Selama
ini quick count atau hasil hitung
cepat yang dilakukan sejumlah lembaga survei usai diadakannya pemilihan kepala
daerah ataupun kepala negara di Indonesia tidak pernah meleset jauh dari hasil
akhir Komisi Pemilihan Umum (KPU). Jadi bisa dibilang, dengan beragam
metodologi yang mereka gunakan sekalipun, tetap saja perbedaan angkanya tidak
jauh berbeda. Baru kali ini hasil hitung cepat dipertanyakan karena adanya
perbedaan mencolok antara beberapa lembaga survei dalam penghelatan Pemilihan
Presiden 2014.
Dari
sejumlah lembaga survei, hampir seluruhnya memliki prosentase yang tidak jauh
beda yang menyatakan pasangan Joko Widodo dan Jusuf Kalla adalah pemenang
Pilpres 2014, yakni Lingkaran Survei Indonesia (LSI) Jokowi-JK
53,28 persen, Prabowo-Hatta 46,72 persen; CSIS-Cyrus Jokowi-JK 52 persen,
Prabowo-Hatta 48 persen; SMRC Jokowi-JK 52,79 persen, Prabowo-Hatta 47,21
persen; Indikator Politik Jokowi-JK 52,65 persen, Prabowo-Hatta 47,35 persen,
Litbang Kompas Jokowi-JK 52,4 persen, Prabowo-Hatta 47,6 persen; dan RRI
Jokowi-JK 52,5 persen, Prabowo-Hatta 47,5 persen.

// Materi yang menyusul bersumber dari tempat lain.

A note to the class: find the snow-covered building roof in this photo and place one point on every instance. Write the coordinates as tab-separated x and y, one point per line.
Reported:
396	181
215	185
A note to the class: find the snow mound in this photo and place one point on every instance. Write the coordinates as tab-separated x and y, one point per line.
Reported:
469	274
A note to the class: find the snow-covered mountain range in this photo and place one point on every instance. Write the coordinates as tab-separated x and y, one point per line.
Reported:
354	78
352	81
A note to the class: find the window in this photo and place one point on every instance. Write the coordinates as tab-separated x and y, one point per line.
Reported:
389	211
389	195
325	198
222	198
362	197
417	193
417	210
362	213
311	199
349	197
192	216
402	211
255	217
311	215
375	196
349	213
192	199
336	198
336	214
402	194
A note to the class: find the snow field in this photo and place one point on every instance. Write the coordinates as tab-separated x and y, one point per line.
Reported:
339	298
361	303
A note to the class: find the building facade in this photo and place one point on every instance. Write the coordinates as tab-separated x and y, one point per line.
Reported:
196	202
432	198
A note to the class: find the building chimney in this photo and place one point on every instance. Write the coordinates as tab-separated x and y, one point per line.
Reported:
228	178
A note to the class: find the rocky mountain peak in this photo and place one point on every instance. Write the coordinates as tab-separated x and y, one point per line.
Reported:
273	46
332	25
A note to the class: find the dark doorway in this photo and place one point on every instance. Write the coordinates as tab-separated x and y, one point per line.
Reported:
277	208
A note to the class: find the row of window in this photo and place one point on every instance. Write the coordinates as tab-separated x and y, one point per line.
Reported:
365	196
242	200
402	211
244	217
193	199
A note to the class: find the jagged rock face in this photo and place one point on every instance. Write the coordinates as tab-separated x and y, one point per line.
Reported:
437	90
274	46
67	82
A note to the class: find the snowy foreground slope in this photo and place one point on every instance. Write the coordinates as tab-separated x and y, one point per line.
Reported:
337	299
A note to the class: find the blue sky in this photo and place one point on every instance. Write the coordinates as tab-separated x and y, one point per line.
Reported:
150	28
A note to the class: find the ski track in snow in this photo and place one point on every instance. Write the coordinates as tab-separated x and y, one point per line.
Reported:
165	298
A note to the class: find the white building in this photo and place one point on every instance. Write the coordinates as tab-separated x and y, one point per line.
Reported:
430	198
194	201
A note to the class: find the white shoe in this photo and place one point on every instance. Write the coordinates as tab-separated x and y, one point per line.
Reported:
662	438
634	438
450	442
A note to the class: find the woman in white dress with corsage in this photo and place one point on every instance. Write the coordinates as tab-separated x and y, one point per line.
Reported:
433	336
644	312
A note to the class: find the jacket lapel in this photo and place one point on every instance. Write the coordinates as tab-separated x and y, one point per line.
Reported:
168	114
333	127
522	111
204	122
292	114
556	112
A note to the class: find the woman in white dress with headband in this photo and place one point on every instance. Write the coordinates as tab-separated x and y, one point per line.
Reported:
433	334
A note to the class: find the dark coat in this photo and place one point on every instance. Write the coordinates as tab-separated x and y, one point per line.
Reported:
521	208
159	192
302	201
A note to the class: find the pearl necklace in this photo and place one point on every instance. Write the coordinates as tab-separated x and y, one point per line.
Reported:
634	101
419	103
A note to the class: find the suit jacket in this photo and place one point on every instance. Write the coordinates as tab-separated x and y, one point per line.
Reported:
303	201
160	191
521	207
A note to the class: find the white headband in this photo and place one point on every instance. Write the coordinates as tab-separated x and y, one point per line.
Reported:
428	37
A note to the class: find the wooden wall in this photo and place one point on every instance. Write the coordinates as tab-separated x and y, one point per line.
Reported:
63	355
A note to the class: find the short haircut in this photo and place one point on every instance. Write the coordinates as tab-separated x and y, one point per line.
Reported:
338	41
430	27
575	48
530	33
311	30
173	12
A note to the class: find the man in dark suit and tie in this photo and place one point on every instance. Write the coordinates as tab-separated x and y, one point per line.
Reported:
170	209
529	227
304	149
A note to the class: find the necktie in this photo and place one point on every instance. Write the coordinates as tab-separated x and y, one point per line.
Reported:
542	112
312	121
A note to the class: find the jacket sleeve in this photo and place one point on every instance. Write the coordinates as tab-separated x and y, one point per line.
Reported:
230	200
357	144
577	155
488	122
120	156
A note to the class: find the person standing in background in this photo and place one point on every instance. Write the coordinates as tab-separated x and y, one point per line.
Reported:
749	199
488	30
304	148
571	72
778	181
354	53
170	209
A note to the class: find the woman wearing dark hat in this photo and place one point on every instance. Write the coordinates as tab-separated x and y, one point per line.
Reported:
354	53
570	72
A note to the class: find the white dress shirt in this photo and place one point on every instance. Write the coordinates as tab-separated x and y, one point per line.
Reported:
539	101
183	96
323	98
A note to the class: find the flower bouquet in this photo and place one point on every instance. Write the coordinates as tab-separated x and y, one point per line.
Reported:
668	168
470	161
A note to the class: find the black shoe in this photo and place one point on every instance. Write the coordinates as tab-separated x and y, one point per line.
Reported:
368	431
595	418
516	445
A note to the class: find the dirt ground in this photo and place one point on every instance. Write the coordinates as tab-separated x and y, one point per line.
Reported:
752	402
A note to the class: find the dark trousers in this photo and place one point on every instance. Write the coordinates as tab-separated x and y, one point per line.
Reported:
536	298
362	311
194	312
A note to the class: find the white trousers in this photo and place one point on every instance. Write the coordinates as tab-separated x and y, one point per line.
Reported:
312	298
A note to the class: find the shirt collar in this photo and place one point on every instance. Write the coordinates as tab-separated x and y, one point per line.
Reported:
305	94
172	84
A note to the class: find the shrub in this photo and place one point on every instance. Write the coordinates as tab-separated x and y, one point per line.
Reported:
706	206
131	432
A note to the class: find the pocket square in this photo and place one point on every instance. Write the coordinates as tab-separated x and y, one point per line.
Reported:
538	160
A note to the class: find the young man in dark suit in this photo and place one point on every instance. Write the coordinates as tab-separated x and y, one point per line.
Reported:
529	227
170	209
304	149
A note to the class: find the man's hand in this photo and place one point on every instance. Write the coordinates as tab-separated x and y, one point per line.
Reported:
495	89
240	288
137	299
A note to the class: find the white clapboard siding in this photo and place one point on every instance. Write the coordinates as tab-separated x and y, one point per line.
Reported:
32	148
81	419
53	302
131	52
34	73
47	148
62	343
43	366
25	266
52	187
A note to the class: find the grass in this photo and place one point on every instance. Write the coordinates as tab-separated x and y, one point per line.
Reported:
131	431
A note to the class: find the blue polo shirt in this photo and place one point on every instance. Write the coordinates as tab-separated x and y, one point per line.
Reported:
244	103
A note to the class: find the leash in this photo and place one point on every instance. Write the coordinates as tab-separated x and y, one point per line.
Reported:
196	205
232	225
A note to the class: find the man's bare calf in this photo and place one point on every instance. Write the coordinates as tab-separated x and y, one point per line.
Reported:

Sementara empat lembaga lain yang melakukan hitung
cepat, yakni Pusat Kajian Kebijakan dan Pembangunan Strategis (Puskaptis),
Lembaga Survei Nasional (LSN), Indonesia Research Center (IRC) dan Jaringan
Suara Indonesia (JSI) menyatakan pasangan Prabowo-Hatta unggul dalam Pilpres.
Perbedaan
inilah yang menjadi sumber suasana panas akhir-akhir ini. Bagaimana tidak, berdasarkan hasil survey
itulah maka pasangan Prabowo Subianto dan Hatta Rajasa juga mengklaim
kemenangannya. Bahkan Prabowo amat yakin bahwa rakyat Indonesia akan memberikan
mandat kepadanya. Padahal beberapa jam sebelumnya kubu Jokowi-Jusuf Kalla juga
memproklamirkan kemenangannya, bahkan juga disertai dengan isak tangis haru
Megawati dan putrinya Puan Maharani. Hal inilah yang menyebabkan Komisi
Penyiaran Indonesia meminta seluruh stasiun televisi untuk menyetop siaran
hasil hitung cepat demi menghindari suasana panas. Sementara KPU sendiri baru
akan melansir hasil akhir penghitungan suara pada 22 Juli 2014.
Yang
menjadi pertanyaan, setelah heboh-heboh penghitungan hasil cepat itu, Komisi I
DPR RI malah berniat untuk memanggil Direktur RRI untuk memberikan klarifikasi
terkait hasil hitung cepat itu. Inilah yang membuat semua pendukung Jokowi
langsung mengambil aksi dengan hash tag #saveRRI.
Tentunya
masih teringat jelas bahwa ketika seluruh rakyat Indonesia sibuk dengan Piala
Dunia dan Pilpres, DPR malah mevisi UU MD3 yang menetapkan pimpinan
DPR tak lagi otomatis menjadi hak partai pemenang Pileg 2014. Jelas ini
mengganjal PDIP untuk menjadi pimpinan DPR, karena bagaimanapun koalisi merah
putih di bawah pasangan Prahara adalah suara mayoritas.
Nah,
takut terjadinya penyelewangan surat suara, para relawan dari
masing-masing pihak sibuk bahu membahu mengawal surat suara. Bahkan sekelompok
orang sengaja membuat situs kawalpemilu.org yang membuat rekapitulasi secara real
count. Situs ini digawangi mantan juara Olimpiade Matematika, Ainun Najib,
seorang alumnus Nanyang Technological University. Ia tinggal di Singapura.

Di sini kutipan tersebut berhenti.